In [None]:
%pip install pandas requests

In [None]:
import pandas as pd
import requests
import os 
import time
import json

# Read in file 
df = pd.read_csv('books.csv')

# Inspect df
df.head()
df.shape

(18044, 3)

In [3]:
# Rename columns
df = df.rename(columns={"book_title": "title", "book_genres": "genres"})

In [4]:
# Drop rows with missings on title or author
df = df.dropna(subset=["title", "author"])

In [29]:
df.to_csv('books.csv', index=False)

In [5]:
# Select 10 random rows to test if PPLX code works
df10 = df.sample(n=10, random_state=42)
df10.head()

# Drop genres
df10 = df10.drop(columns="genres")

In [30]:
df10.to_csv('books10.csv', index=False)

In [19]:
system_prompt = """
You are a helpful literary assistant. Your job is to search the internet and assess several aspects for books that are provided to you.

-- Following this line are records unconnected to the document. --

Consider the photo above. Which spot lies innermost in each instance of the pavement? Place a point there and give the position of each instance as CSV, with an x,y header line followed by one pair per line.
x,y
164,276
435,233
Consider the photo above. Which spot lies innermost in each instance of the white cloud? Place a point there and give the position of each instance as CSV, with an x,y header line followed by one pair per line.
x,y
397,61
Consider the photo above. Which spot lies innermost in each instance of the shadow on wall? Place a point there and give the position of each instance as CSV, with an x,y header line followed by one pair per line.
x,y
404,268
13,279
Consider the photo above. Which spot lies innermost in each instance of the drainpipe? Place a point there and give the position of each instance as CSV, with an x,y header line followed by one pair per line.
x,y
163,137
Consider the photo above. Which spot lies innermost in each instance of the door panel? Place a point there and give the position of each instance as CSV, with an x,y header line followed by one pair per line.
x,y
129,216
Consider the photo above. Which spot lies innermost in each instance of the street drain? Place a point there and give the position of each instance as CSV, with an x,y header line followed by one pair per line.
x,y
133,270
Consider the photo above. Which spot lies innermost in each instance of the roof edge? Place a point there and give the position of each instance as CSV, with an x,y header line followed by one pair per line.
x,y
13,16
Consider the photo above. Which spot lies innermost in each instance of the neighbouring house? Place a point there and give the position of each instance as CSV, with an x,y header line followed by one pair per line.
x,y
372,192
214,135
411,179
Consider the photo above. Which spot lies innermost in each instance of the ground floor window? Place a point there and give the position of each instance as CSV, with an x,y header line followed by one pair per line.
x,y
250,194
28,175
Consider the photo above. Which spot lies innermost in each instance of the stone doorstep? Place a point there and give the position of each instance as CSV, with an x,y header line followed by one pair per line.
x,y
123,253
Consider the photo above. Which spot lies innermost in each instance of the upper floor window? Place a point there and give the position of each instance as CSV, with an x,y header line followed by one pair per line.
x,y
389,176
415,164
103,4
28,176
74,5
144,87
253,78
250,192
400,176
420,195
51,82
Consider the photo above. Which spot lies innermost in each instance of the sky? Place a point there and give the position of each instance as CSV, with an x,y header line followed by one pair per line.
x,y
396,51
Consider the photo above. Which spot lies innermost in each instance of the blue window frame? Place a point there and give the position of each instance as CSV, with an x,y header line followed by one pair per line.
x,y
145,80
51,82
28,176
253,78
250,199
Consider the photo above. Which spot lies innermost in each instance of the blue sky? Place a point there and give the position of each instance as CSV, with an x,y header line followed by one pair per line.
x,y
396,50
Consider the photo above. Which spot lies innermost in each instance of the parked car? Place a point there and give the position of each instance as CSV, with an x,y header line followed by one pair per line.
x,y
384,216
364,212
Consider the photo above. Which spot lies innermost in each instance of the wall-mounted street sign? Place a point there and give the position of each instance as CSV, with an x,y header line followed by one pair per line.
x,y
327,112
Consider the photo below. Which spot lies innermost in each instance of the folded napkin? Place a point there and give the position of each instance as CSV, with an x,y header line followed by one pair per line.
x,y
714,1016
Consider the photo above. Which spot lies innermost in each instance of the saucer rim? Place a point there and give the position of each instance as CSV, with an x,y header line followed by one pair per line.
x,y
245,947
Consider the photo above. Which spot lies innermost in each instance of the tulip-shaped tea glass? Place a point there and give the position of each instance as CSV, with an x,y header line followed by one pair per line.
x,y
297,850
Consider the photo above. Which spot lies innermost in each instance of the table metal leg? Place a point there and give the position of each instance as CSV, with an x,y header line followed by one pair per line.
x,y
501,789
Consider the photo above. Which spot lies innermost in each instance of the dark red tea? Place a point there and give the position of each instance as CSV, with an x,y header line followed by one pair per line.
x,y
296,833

You return a pandas data frame where each row refers to one book, and the columns are the following:
'title', 'author', 'female_main_character', 'author_gender', 'pub_year', 'genres',
'feature_1pos', 'feature_1neg', 'feature_2pos', 'feature_2neg', 'feature_3pos', 'feature_3neg',
'feature_4pos', 'feature_4neg', 'feature_5pos', 'feature_5neg', 'feature_6pos', 'feature_6neg',
'feature_7pos', 'feature_7neg', 'feature_8pos', 'feature_8neg', 'feature_9pos', 'feature_9neg',
'feature_10pos', 'feature_10neg', 'feature_11pos', 'feature_11neg', 'feature_12pos', 'feature_12neg'

For each book, fill in the title and author and assess if it features a female main character. The character does not need to be the sole protagonist but must play a central role in the plot, with more significance than a secondary or supporting character.

If there is no female main character, fill the column 'female_main_character' for that row with a 0 and the later columns with NA and move on to the next book.

If there is a female main character, fill it with a 1 and assess the following questions, filling in the according values into the columns:

- What is the gender of the author? ('author_gender'; {0: male, 1: female, -1: not determinable or non-binary})
- In what year was the book published? ('pub_year'; {numeric value})
- What is/are the genre(s) of the book? ('genres'; {list of a maximum of 5 genres in the order of their relevance})

For the following, use:
    {0: doesn’t occur, 1: does occur} for POS features
    {0: doesn’t occur, -1: does occur} for NEG features

1-POS: female character is saved by a male character ('feature_1pos')
1-NEG: female character saves a male character ('feature_1neg')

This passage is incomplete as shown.